All life species have evolved naturally as our planet earth has presented  us with constantly changing conditions. Those varieties of life that have most fit with those new environmental conditions have survived, while those species less able to fit into that new environment have not survived, long term. There has never been a Divine being that is directing and ordering the development of humans, except in our anthropomorphic imaginations. That development has occurred all on its own, once life began. No Divinity directs the universe. The universe runs on the laws of physics and relativity only. Yes, we are completely subservient to the laws of chance. Good things happen to bad people, and bad things happen to good people. It is up to us to play those probability curves to our best advantage.

Our religions say otherwise. They say there is a human-like divinity who controls all events in the universe and everything humans do. They combine this anthropomorphic belief with grand mythology, associated with the morals of prophets. Although that religious mythology is colorful, fanciful and appealing, it conjures up a false belief: an all-powerful divinity who has direct personal power over humans. Unfortunately, becoming better persons, and finding long term survival as a species, is entirely up to us, not some regal figure in the sky.
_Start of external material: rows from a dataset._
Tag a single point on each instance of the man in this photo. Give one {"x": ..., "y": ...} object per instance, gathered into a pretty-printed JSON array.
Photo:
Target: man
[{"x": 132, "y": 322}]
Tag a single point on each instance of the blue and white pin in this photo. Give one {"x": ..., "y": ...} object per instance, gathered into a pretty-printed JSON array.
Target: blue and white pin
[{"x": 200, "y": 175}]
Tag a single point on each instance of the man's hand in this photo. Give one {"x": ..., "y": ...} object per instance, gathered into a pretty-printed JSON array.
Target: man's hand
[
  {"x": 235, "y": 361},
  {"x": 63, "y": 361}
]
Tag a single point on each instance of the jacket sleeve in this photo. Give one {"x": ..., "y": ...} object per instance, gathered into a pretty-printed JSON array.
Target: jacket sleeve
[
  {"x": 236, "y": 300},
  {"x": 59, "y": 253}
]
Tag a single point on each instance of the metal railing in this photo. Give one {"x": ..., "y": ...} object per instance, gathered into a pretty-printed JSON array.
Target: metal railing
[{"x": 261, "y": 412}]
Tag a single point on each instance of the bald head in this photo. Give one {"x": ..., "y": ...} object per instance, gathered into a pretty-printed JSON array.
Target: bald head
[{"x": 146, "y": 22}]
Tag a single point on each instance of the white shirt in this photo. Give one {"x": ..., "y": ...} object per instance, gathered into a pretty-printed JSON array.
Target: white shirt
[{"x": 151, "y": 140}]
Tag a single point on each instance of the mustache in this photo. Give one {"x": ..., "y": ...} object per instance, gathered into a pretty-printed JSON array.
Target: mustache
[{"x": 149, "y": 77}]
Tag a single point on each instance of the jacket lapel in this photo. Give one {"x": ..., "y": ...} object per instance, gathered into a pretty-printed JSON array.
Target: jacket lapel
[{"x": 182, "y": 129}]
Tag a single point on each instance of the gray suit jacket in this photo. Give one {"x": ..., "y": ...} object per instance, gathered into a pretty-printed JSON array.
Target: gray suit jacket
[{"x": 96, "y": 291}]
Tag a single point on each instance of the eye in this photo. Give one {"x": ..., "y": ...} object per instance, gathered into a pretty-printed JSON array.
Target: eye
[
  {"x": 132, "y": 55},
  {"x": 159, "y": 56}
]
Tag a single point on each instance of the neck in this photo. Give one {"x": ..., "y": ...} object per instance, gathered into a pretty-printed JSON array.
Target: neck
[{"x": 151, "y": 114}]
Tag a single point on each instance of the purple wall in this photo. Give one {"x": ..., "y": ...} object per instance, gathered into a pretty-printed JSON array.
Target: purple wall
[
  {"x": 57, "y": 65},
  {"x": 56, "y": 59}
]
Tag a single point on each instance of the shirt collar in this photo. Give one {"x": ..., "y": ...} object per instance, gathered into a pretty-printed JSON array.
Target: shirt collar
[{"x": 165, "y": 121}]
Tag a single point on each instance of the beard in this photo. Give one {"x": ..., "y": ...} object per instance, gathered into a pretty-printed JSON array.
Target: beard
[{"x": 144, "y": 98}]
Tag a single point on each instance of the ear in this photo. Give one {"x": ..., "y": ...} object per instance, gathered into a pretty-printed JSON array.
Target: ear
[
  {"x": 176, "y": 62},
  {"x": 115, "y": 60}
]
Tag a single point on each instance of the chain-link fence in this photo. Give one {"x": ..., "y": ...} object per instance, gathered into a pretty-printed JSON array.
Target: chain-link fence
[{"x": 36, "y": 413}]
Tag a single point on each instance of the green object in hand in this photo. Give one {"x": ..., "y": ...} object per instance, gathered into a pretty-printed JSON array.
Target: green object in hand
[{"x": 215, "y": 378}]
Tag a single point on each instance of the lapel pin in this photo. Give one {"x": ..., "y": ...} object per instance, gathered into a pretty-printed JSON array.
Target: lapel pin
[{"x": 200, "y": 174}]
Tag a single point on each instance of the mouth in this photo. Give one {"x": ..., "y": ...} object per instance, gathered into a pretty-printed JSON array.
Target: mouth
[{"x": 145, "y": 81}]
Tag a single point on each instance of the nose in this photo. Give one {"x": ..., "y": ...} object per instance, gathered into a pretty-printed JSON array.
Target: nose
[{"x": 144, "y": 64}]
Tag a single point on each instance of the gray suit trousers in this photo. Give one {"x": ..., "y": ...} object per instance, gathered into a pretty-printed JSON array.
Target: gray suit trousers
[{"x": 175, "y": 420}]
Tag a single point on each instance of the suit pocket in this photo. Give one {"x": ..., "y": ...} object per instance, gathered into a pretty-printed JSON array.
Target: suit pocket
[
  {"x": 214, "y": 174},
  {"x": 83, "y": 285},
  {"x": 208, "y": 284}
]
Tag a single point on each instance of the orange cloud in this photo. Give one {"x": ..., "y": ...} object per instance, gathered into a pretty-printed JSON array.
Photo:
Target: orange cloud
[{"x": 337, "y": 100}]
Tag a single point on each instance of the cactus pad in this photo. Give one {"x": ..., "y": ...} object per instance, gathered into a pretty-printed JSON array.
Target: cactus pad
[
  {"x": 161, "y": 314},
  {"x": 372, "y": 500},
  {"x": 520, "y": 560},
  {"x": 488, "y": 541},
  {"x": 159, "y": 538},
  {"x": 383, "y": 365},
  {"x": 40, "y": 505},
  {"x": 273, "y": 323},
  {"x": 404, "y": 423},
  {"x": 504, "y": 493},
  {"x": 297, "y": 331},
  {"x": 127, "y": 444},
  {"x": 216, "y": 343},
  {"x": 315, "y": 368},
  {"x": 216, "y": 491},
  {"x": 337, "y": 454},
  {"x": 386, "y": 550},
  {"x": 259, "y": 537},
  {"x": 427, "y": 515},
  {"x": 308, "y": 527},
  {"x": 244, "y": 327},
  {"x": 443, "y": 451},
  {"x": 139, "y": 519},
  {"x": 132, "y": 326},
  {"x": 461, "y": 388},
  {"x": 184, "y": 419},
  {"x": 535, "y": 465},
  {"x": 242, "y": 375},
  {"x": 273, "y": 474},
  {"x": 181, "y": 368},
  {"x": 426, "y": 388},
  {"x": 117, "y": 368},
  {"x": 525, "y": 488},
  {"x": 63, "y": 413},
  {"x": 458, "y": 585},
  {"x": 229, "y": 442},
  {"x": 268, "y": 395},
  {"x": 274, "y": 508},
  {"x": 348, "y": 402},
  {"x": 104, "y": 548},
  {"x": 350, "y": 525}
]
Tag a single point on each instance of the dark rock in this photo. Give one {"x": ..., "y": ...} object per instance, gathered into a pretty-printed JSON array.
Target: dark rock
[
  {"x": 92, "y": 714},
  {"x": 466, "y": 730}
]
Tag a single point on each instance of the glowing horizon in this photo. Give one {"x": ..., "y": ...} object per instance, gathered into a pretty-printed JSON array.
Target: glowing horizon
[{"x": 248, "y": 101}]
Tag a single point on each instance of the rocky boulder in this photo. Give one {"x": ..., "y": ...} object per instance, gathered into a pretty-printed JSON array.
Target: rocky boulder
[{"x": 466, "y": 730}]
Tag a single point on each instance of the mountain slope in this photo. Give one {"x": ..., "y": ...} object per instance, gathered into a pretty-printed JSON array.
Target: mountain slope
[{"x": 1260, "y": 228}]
                Survival of the fittest, in the case of the human species, is no longer primarily about cunning, prowess, strength, and various body parts, such as hands, vocal cords, bipedal gait. It is now primarily about how well we show empathy and respect for each other. Those societies where its members have felt driven to cooperate with each other, have been able to construct vibrant, thriving, nurturing societies, where there is abundant infrastructure to make life more comfortable for all its members, where there are fantastic scientific achievements, and marvelous discoveries. Those societies which do not show respect for all its members wallow in sour despair, suppression and destruction. Unless we develop a universal human ethic, where each human treats all other humans with respect, we are toast on this planet earth.

                Our religions have, for the most part, prohibited us from reaching that universal ethic, necessary for us to survive as a species. Granted, they have given us marvelous morals, as taught by their prophets. They have also given us a profusion of religious extremists, who treat with disdain and punishment all those other humans who profess belief in other religious mythologies. Our religions have, in addition, given us a plethora of religious fanatics, who believe that all humans who profess other mythologies should be tortured or killed.

How do we get beyond the veil of colorful, but sinisterly sinful, mythologies of our religions, to reach universal human ethics, where humans treat all other humans with empathy and respect, and where all men and women, regardless of their color, shape, culture or beliefs, are provided equal opportunities to obtain their fulfillment in life? That’s what my books and essays are all about.